Trying to apply NEC 430.32.A.1 to size motor overloads for an airhandling unit (ahu). Motor 460v, 3phase, 2hp, FLA 3.4amps, SFA 1.5%. Applying 3.4 x 1.25 = 4.25 . As I read 430.32.C this is increased even higher.
After an air balance the motor is over amping and the electrician refuses to increase heater size. Am I right in how this is applied and when beyond motor FLA is not the motor in an overload condition?


----------



## nitro71 (Sep 17, 2009)

What's over amping? Is it blowing the overloads or tripping the breaker feeding it?


----------



## Jlarson (Jun 28, 2009)

mightyjoe said:


> After an air balance the motor is over amping and the electrician refuses to increase heater size. Am I right in how this is applied and when beyond motor FLA is not the motor in an overload condition?


Sounds like you are trying to move too much air.


----------



## jwjrw (Jan 14, 2010)

Did it ever occur to you he wouldn't upsize the heater for a reason?:whistling2:


----------



## nitro71 (Sep 17, 2009)

If the motor is overloading increasing heaters won't fix it. Motor will just burn up then.


----------



## RIVETER (Sep 26, 2009)

Check the makeup air. If you are starving the fan on the motor it will draw more.


----------



## Jlarson (Jun 28, 2009)

RIVETER said:


> Check the makeup air. If you are starving the fan on the motor it will draw more.


Moving less air should cause a drop in amps.


----------



## RIVETER (Sep 26, 2009)

Jlarson said:


> Moving less air should cause a drop in amps.


Moving less air...but trying to...and can't.


----------



## Magnettica (Jan 23, 2007)

Wait a second... if this is an air handling unit won't there already be overload protection built in to the motor?


----------



## mattsilkwood (Sep 21, 2008)

RIVETER said:


> Moving less air...but trying to...and can't.

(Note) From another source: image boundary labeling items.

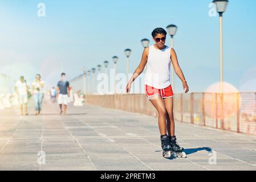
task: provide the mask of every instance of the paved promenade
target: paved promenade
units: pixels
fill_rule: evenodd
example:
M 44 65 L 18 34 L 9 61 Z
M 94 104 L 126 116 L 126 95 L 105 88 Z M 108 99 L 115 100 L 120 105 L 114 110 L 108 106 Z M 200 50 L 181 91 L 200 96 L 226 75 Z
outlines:
M 176 122 L 186 159 L 162 157 L 157 118 L 44 103 L 42 115 L 0 110 L 0 170 L 255 170 L 256 137 Z

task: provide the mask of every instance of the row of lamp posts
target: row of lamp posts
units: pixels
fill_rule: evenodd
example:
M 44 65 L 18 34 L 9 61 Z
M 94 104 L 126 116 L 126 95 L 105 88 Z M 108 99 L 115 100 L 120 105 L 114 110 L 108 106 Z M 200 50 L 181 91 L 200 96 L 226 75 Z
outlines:
M 216 6 L 216 9 L 220 15 L 220 92 L 223 92 L 223 43 L 222 43 L 222 14 L 225 11 L 229 1 L 227 0 L 214 0 L 212 2 Z M 173 47 L 173 37 L 176 34 L 177 30 L 178 27 L 174 24 L 169 24 L 166 27 L 168 34 L 170 36 L 170 47 Z M 142 46 L 145 48 L 149 46 L 149 40 L 148 39 L 143 39 L 141 40 Z M 131 55 L 131 50 L 127 48 L 124 50 L 124 53 L 127 56 L 127 81 L 129 79 L 129 56 Z M 114 63 L 114 92 L 116 93 L 115 87 L 116 87 L 116 64 L 119 60 L 119 57 L 117 56 L 114 56 L 112 57 L 112 60 Z M 105 67 L 105 73 L 107 75 L 107 67 L 108 65 L 108 61 L 104 61 L 104 64 Z M 171 64 L 172 67 L 172 84 L 173 91 L 174 90 L 174 68 L 173 65 Z M 101 65 L 98 65 L 97 66 L 98 72 L 100 72 Z M 145 69 L 144 69 L 145 70 Z M 93 68 L 91 69 L 91 72 L 94 74 L 95 72 L 96 69 Z M 88 70 L 86 71 L 86 68 L 83 67 L 83 92 L 84 94 L 86 93 L 86 75 L 87 75 L 90 78 L 91 71 Z M 94 78 L 93 78 L 94 79 Z M 93 81 L 93 83 L 95 81 Z M 88 79 L 88 84 L 90 85 L 90 78 Z M 95 85 L 93 85 L 94 88 Z

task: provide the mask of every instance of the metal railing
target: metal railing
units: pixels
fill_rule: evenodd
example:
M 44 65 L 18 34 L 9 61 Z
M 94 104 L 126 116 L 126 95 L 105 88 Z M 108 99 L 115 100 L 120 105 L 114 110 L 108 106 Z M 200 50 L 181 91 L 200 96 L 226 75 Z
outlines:
M 174 93 L 174 120 L 256 135 L 256 93 Z M 86 102 L 157 117 L 145 94 L 86 95 Z
M 256 135 L 256 93 L 176 93 L 174 119 Z

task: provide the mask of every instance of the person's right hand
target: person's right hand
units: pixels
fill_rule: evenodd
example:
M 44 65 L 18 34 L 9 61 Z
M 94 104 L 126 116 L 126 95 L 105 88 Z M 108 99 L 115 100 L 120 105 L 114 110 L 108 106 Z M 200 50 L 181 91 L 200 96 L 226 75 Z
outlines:
M 128 82 L 127 85 L 126 86 L 126 93 L 129 93 L 131 91 L 131 87 L 132 86 L 132 84 Z

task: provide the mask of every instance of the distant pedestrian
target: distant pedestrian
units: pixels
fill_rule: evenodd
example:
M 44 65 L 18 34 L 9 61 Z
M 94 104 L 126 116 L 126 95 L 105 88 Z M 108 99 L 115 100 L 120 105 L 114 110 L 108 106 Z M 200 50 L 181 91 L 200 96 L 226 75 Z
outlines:
M 56 91 L 54 86 L 51 88 L 51 90 L 50 90 L 50 93 L 51 95 L 51 101 L 52 103 L 54 103 L 56 101 Z
M 25 106 L 25 114 L 27 113 L 27 92 L 29 86 L 27 81 L 24 80 L 24 76 L 21 76 L 19 80 L 17 81 L 15 85 L 15 90 L 18 94 L 19 103 L 21 105 L 21 115 L 23 115 L 23 105 Z
M 43 89 L 44 82 L 41 80 L 41 76 L 37 74 L 36 80 L 32 83 L 34 93 L 34 100 L 35 101 L 35 115 L 40 114 L 42 110 L 42 102 L 43 97 Z
M 66 74 L 62 73 L 61 75 L 61 80 L 58 82 L 57 85 L 56 100 L 59 105 L 60 114 L 62 114 L 62 113 L 66 114 L 67 105 L 68 104 L 68 98 L 70 96 L 70 83 L 66 79 Z M 63 105 L 64 110 L 62 110 Z

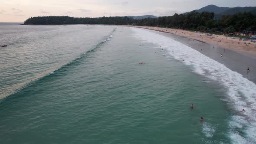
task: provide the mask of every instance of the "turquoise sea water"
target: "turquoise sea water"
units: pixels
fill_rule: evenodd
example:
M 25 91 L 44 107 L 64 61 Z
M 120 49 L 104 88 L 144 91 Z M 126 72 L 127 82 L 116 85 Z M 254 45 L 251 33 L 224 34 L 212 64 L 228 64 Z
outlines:
M 255 142 L 230 88 L 200 74 L 184 46 L 128 27 L 11 26 L 0 26 L 0 143 Z

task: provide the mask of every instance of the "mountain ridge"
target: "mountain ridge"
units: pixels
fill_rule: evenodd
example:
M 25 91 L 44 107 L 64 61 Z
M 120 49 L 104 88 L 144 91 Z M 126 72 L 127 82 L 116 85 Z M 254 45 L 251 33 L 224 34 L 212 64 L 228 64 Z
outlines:
M 151 15 L 143 15 L 143 16 L 125 16 L 129 18 L 132 18 L 135 20 L 140 20 L 140 19 L 146 19 L 148 18 L 157 18 L 158 17 L 156 16 L 155 16 Z
M 243 13 L 245 12 L 251 12 L 253 13 L 256 14 L 256 7 L 219 7 L 213 4 L 211 4 L 198 10 L 195 10 L 190 12 L 184 13 L 184 14 L 187 14 L 193 11 L 195 11 L 199 13 L 201 13 L 203 11 L 213 12 L 215 14 L 215 18 L 219 18 L 221 17 L 223 15 L 232 15 L 238 13 Z

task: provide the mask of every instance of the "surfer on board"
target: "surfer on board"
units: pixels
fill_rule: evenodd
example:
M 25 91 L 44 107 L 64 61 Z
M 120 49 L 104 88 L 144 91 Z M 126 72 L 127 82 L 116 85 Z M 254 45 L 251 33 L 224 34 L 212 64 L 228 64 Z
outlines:
M 201 118 L 200 119 L 200 121 L 203 121 L 203 118 Z

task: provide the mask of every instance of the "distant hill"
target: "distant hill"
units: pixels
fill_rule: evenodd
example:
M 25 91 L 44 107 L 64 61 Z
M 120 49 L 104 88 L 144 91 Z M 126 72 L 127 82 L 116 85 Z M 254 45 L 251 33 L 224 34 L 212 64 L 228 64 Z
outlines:
M 215 13 L 215 18 L 218 19 L 221 17 L 223 15 L 234 14 L 237 13 L 251 12 L 253 13 L 256 14 L 256 7 L 219 7 L 214 5 L 210 5 L 199 10 L 194 10 L 199 13 L 203 11 L 214 12 Z M 190 12 L 191 12 L 184 13 L 186 14 Z
M 146 19 L 147 18 L 157 18 L 158 17 L 153 16 L 153 15 L 144 15 L 144 16 L 126 16 L 127 17 L 132 18 L 135 20 L 140 20 L 140 19 Z

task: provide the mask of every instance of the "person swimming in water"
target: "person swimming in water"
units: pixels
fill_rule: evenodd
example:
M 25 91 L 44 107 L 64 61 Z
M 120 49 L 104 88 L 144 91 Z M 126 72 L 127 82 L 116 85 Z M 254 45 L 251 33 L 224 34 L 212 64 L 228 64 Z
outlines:
M 203 118 L 201 118 L 200 119 L 200 121 L 203 121 Z

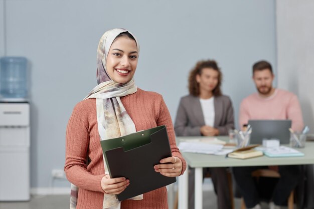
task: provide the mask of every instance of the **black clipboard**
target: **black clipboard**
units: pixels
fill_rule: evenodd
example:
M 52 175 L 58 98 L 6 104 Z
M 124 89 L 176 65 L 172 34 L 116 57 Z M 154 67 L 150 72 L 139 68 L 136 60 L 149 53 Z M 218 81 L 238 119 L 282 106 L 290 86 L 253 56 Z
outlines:
M 166 126 L 100 141 L 111 178 L 125 177 L 130 184 L 117 197 L 128 199 L 176 181 L 154 171 L 162 159 L 172 156 Z

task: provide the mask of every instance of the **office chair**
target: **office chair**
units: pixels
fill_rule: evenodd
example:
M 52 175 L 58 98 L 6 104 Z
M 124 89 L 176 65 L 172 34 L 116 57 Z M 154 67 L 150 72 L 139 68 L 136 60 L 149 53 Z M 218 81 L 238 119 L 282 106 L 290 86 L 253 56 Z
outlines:
M 252 176 L 256 177 L 258 180 L 259 177 L 271 177 L 273 178 L 280 178 L 280 174 L 274 170 L 269 169 L 260 169 L 252 172 Z M 292 190 L 290 193 L 290 195 L 288 197 L 288 209 L 293 209 L 293 195 L 294 192 Z M 241 209 L 245 209 L 245 203 L 243 197 L 241 200 Z
M 205 178 L 210 178 L 211 177 L 211 176 L 210 174 L 208 173 L 207 173 L 205 176 Z M 231 208 L 234 209 L 234 202 L 233 201 L 233 192 L 232 191 L 232 177 L 231 176 L 231 173 L 229 171 L 228 171 L 227 172 L 227 177 L 228 178 L 228 185 L 229 186 L 229 189 L 230 193 L 230 199 L 231 199 Z M 174 209 L 178 209 L 178 191 L 177 191 L 177 194 L 176 194 L 176 199 L 175 200 L 175 203 L 174 204 Z

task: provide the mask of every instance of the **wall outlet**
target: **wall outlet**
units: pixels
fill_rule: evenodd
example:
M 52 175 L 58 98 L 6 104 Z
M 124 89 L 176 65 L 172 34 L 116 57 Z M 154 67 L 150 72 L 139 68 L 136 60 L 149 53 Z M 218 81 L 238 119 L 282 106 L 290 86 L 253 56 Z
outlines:
M 51 175 L 53 178 L 66 178 L 64 171 L 60 169 L 52 169 Z

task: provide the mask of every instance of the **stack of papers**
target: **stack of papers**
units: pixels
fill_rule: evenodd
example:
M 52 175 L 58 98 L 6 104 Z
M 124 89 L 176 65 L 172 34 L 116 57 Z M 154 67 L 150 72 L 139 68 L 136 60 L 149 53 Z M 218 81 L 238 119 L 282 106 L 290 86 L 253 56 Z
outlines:
M 238 159 L 251 158 L 252 157 L 259 157 L 260 156 L 263 156 L 263 152 L 254 149 L 244 151 L 237 151 L 231 152 L 228 155 L 229 157 Z
M 297 157 L 304 156 L 304 153 L 290 147 L 280 146 L 278 147 L 257 147 L 264 154 L 271 157 Z
M 183 152 L 211 154 L 217 155 L 225 155 L 233 151 L 232 149 L 223 149 L 222 144 L 215 144 L 189 140 L 180 142 L 178 147 Z
M 200 138 L 193 139 L 186 139 L 185 141 L 189 141 L 190 142 L 202 142 L 206 143 L 207 144 L 222 144 L 225 145 L 227 143 L 225 141 L 219 139 L 216 137 L 208 137 L 208 138 Z

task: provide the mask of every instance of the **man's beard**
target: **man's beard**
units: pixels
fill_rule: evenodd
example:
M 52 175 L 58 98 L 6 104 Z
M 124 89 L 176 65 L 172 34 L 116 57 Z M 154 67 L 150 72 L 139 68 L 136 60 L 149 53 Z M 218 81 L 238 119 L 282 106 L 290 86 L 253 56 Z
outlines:
M 264 90 L 263 90 L 263 91 L 261 91 L 261 90 L 260 90 L 260 89 L 261 88 L 264 89 Z M 269 93 L 270 93 L 270 92 L 271 91 L 271 89 L 272 88 L 271 86 L 262 86 L 262 87 L 260 87 L 259 88 L 256 88 L 257 89 L 257 91 L 258 91 L 258 92 L 260 94 L 262 94 L 264 95 L 267 95 L 268 94 L 269 94 Z

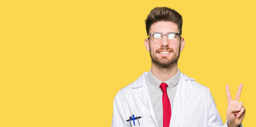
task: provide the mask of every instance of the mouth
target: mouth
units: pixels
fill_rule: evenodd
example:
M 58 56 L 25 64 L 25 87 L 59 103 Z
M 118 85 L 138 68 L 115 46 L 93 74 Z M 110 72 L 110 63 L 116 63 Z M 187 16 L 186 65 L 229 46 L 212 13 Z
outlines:
M 162 55 L 167 55 L 171 53 L 171 51 L 161 51 L 158 52 L 160 54 L 162 54 Z

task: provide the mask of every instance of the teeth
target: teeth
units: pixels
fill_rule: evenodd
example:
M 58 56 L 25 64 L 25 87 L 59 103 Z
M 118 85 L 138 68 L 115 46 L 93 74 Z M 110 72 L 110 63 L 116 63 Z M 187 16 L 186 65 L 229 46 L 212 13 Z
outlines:
M 170 51 L 162 51 L 162 52 L 159 52 L 160 53 L 160 54 L 169 54 L 170 53 Z

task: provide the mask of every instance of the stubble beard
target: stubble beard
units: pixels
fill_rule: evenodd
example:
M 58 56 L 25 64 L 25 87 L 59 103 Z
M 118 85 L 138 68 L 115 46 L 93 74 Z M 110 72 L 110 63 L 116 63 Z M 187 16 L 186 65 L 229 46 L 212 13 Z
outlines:
M 151 49 L 149 47 L 149 52 L 150 52 L 150 57 L 151 57 L 151 60 L 153 62 L 160 66 L 162 67 L 168 67 L 171 66 L 174 64 L 177 63 L 179 58 L 180 58 L 180 44 L 179 46 L 178 51 L 177 52 L 174 53 L 173 52 L 173 49 L 170 49 L 172 51 L 171 52 L 173 53 L 173 57 L 171 58 L 170 59 L 168 59 L 168 58 L 165 56 L 161 56 L 161 57 L 157 57 L 155 55 L 158 53 L 158 51 L 160 50 L 157 50 L 155 53 L 153 53 L 153 51 L 151 50 Z M 161 49 L 162 50 L 162 49 Z

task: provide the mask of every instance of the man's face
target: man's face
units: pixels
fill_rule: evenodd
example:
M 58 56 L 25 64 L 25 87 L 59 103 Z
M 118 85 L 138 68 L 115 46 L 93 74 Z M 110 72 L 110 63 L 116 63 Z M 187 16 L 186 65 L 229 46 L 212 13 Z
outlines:
M 170 21 L 159 21 L 153 24 L 149 33 L 156 32 L 179 33 L 178 25 Z M 146 48 L 150 52 L 152 62 L 162 67 L 169 67 L 178 62 L 180 51 L 183 50 L 184 43 L 184 39 L 180 39 L 180 37 L 177 42 L 171 43 L 168 42 L 166 35 L 160 43 L 154 43 L 151 37 L 149 40 L 146 39 L 145 41 Z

 It's not a pump, if no air is moving it will cause a drop in amps.

Is this motor the right rpm for the application? On a centrifugal fan if it is spinning too fast the draw will go up alot. 

Google centrifugal fan curve.


----------



## wdemos (Nov 27, 2008)

*It's not a pump*



mattsilkwood said:


> It's not a pump, if no air is moving it will cause a drop in amps.
> 
> Is this motor the right rpm for the application? On a centrifugal fan if it is spinning too fast the draw will go up alot.
> 
> Google centrifugal fan curve.


A centrifugal pump will also draw less current.
A positive displacement pump will will draw more.
I would double check fan motor rpm as well.


----------



## mightyjoe (Sep 20, 2010)

nitro71 said:


> What's over amping? Is it blowing the overloads or tripping the breaker feeding it?


over amping 4.1 amps


----------



## Jlarson (Jun 28, 2009)

mightyjoe said:


> over amping 4.1 amps


So this is an AHU right, any dampers and/or registers you can close "down stream" of the fan?


----------